BD : Laïka

Les critiques BD
  • Nick Abadzis & Hilary Sycamore
  • Dargaud ©

  • 1957, nous sommes au cœur de la guerre froide. L’URSS, qui veut montrer sa suprématie aux Etats-Unis et au reste du monde, fait suivre rapidement la mise en orbite de son premier satellite par celle de Spoutnik II, soit la première sonde spatiale avec à son bord un être vivant. L’envoi d’humains étant encore trop risqué, c’est la jeune Laïka qui est désignée comme passager cobaye… Une petite chienne sauvée de la fourrière qui va connaître un destin exceptionnel. Ses mésaventures, retranscrites dans tous les journaux et sur toutes les radios de l’époque, vont émouvoir le monde entier. Mais cette reconnaissance internationale pour la Russie communiste a malheureusement un prix : le sacrifice de Laïka, car le pays est  technologiquement incapable de faire redescendre Spoutnik II sur Terre…  Certains ouvrages ont le mérite de nous cultiver, en plus de nous divertir.
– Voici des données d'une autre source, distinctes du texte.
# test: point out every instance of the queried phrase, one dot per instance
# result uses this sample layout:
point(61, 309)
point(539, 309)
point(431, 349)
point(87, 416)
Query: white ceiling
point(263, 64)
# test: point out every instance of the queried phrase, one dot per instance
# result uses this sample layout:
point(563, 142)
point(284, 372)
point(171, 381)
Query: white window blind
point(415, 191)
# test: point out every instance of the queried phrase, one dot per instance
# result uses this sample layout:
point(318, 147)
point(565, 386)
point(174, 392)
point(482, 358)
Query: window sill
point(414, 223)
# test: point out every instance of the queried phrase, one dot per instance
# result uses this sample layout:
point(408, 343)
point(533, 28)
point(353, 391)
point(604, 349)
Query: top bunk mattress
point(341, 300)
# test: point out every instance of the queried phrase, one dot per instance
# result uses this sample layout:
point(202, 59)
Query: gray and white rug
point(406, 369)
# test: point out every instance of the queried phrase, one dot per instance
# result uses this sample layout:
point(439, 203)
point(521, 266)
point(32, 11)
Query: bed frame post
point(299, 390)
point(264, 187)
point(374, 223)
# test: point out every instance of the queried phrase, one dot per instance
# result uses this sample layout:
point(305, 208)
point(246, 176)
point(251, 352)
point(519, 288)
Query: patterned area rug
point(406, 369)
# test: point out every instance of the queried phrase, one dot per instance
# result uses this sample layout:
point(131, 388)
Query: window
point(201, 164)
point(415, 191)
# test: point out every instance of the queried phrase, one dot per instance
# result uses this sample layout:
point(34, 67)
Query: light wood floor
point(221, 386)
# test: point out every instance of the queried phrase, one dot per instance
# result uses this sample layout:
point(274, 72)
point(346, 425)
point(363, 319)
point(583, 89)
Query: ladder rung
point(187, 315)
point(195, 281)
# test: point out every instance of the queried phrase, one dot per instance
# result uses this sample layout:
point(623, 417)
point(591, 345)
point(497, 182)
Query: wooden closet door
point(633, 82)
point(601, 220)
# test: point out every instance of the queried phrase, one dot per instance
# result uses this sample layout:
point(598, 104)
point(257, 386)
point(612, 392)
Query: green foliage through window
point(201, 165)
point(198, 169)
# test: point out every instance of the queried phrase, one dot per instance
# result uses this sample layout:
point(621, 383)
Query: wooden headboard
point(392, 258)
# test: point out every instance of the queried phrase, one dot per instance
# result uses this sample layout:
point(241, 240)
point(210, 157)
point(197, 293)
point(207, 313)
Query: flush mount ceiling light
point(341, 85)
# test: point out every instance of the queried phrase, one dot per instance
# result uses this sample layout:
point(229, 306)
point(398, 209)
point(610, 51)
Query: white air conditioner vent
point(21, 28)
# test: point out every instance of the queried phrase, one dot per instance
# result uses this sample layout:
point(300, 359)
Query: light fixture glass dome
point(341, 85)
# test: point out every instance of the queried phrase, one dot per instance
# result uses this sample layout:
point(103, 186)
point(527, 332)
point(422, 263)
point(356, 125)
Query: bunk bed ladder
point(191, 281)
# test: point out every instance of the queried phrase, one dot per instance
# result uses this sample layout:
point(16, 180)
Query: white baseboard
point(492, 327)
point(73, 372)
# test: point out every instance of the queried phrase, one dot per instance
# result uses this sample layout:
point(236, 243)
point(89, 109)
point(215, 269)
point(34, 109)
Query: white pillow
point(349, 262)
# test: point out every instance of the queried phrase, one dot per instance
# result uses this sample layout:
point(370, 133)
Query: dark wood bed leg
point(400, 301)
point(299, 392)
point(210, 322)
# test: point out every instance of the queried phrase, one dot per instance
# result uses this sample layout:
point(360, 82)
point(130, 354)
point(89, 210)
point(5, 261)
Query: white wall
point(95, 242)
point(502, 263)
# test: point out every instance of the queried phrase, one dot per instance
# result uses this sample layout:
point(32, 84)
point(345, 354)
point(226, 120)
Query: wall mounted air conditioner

Ce n’est pas si rare avec un bon livre, mais ça l’est déjà beaucoup plus avec une BD. Laïka, qui est davantage un roman graphique qu’une BD, réussit ce double tour de force, sans oublier de nous émouvoir. Il faudrait en effet être un cœur de pierre pour ne pas s’attacher au principal protagoniste de l’histoire, la chienne Laïka. Son existence nous est racontée ici avec beaucoup de tendresse, quasiment de la naissance jusqu’à la mort. Côté historique, le travail d’enquête de l’auteur Nick Abadzis est remarquable. On le constate à la fois au niveau de la fidélité des décors : les locaux de l’Institut de médecine aéronautique de Moscou, le look des sondes spatiales ou des dispositifs de simulation de vol… mais aussi sur la psychologie des personnages de l’époque. On découvre l’indépendance toute relative des scientifiques sous le régime autoritaire de l’URSS. Le rapport au supérieur est omniprésent, et le moindre esprit de rébellion est durement sanctionné. Le sentiment de fierté nationale doit l’emporter sur toute autre forme d’émotion humaine, qu’il s’agisse d’amour ou de colère. Laïka est une vraie mine de connaissances, et le dessin à la « Blake et Mortimer » se charge de rendre la lecture agréable.